“O que aconteceu é o de
menos. É um romance, e o que acontece neles não tem importância, a gente
esquece, uma vez terminados. O interessante são as possibilidades e ideias que
nos inoculam e trazem através de seus casos imaginários (...)”
Essa afirmação, aparentemente estranha,
se prova absolutamente real ao ler “Os Enamoramentos”, de Javier Marías. Já li
vários livros dele, de muitos não lembro a história, mas a sensação depois de
cada um é a mesma: inquietação, curiosidade, vontade de ler mais, de estudar
mais, de viver mais. Claro que histórias são importantes num romance, e em “Os
Enamoramentos” temos vários elementos de uma grande história: um casal
aparentemente perfeito, uma morte súbita e violenta, um personagem que não é o
que parece à primeira vista. Porém, o que me prendeu ao livro foi mais do que
isso. Foi o que senti durante e depois da leitura. Porque há livros que nos
fazem esquecer a vida, viajar, fantasiar. E há livros, como “Os Enamoramentos”,
que nos fazem ler nossas próprias vidas, reconhecer nossos sentimentos, descobrir
um pouco mais sobre quem somos, e sentir que não estamos sozinhos. Afinal, quem
é que nunca se apaixonou? Ou melhor, se enamorou, que segundo Javier são coisas
diferentes. O enamoramento do qual ele fala no livro é “(...) sentir um fraco,
verdadeiro fraco por alguém, e que esse alguém produza em nós essa fraqueza,
que nos torne fracos. Isso é o determinante, que nos impeça de ser objetivos e
nos desarme perpetuamente e nos leve a nos render em todas as contendas (...)”.

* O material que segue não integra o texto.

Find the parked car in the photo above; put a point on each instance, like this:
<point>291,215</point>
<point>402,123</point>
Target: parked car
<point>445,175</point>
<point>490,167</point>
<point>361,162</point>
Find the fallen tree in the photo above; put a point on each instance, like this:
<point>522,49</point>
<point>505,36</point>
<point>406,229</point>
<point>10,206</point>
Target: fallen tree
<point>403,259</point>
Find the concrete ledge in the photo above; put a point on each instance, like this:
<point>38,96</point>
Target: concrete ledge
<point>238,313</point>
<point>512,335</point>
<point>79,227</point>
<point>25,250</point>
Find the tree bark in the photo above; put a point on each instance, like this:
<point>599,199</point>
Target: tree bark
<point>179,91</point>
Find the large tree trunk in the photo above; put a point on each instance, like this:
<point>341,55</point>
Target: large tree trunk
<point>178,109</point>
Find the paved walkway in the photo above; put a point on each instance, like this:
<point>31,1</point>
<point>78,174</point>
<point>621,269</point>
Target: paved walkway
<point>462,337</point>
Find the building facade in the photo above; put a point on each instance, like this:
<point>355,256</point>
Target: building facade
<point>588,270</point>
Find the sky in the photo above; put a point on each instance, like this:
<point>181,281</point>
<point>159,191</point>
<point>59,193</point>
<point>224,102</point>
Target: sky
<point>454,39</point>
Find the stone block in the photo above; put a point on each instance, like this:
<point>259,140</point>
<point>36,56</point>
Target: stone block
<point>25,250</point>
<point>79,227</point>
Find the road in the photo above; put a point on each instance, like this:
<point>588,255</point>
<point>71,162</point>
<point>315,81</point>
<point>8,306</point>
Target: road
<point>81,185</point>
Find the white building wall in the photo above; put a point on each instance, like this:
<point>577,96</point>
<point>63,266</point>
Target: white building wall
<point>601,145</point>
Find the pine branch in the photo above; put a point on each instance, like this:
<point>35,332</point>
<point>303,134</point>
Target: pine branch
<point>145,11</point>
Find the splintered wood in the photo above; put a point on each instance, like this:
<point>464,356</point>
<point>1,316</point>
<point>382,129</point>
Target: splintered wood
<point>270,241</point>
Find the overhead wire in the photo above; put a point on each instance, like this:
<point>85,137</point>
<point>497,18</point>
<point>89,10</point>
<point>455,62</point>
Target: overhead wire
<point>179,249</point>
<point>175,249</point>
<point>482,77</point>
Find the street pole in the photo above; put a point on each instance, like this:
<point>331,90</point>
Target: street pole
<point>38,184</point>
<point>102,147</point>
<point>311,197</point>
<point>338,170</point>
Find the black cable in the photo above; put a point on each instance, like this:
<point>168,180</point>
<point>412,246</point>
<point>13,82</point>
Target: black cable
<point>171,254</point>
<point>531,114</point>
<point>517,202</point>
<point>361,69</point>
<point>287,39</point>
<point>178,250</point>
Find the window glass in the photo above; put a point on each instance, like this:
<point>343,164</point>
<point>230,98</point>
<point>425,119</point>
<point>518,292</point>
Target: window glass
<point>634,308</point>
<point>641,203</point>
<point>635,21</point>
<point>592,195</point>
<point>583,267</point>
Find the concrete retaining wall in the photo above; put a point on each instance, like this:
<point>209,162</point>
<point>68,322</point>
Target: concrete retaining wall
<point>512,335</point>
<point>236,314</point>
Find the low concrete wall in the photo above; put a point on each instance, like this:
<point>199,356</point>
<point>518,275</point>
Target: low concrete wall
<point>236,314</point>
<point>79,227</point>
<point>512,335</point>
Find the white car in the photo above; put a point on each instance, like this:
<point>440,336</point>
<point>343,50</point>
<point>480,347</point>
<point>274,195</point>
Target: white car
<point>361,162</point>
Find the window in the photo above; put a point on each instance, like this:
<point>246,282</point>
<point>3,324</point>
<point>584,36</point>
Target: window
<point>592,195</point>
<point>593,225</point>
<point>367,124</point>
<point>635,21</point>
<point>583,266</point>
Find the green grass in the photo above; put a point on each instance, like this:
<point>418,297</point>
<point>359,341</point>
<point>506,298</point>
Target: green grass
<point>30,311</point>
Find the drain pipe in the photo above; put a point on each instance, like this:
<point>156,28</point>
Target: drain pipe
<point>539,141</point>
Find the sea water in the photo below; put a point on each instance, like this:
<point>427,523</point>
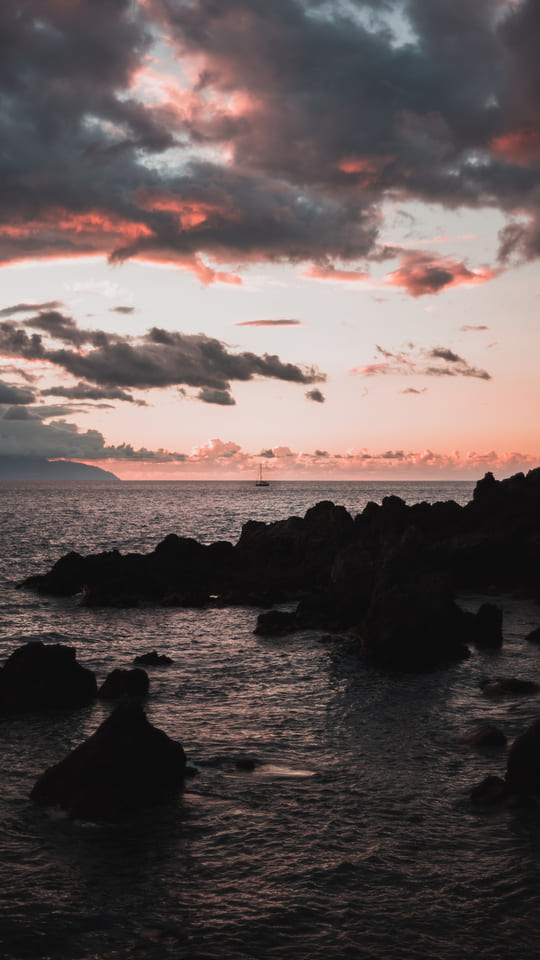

Se você já sentiu isso, certamente vai se identificar com as “burrices”
que Javier descreve, aquelas que só fazemos quando estamos desarmados - e
desamados. Os questionamentos e afirmações que ele faz acerca do caráter
mutável dos nossos sentimentos, e da impossibilidade de averiguar com acuidade
as palavras e intenções do outro, traduzem algo que faz parte do nosso dia a
dia sem que nos demos conta, mas basta ele falar para que percebamos como
aquilo é real.
Li a história de María, Miguel, Luisa e Javier traçando paralelos com a
minha própria história o tempo inteiro. E é isso, mais do que qualquer coisa,
que torna “Os Enamoramentos” um grande livro.
É um livro que é capaz de contar uma história que não é só aquela que
está escrita, mas é mais ainda aquela que lemos, e aquela que se inscreve em
nós.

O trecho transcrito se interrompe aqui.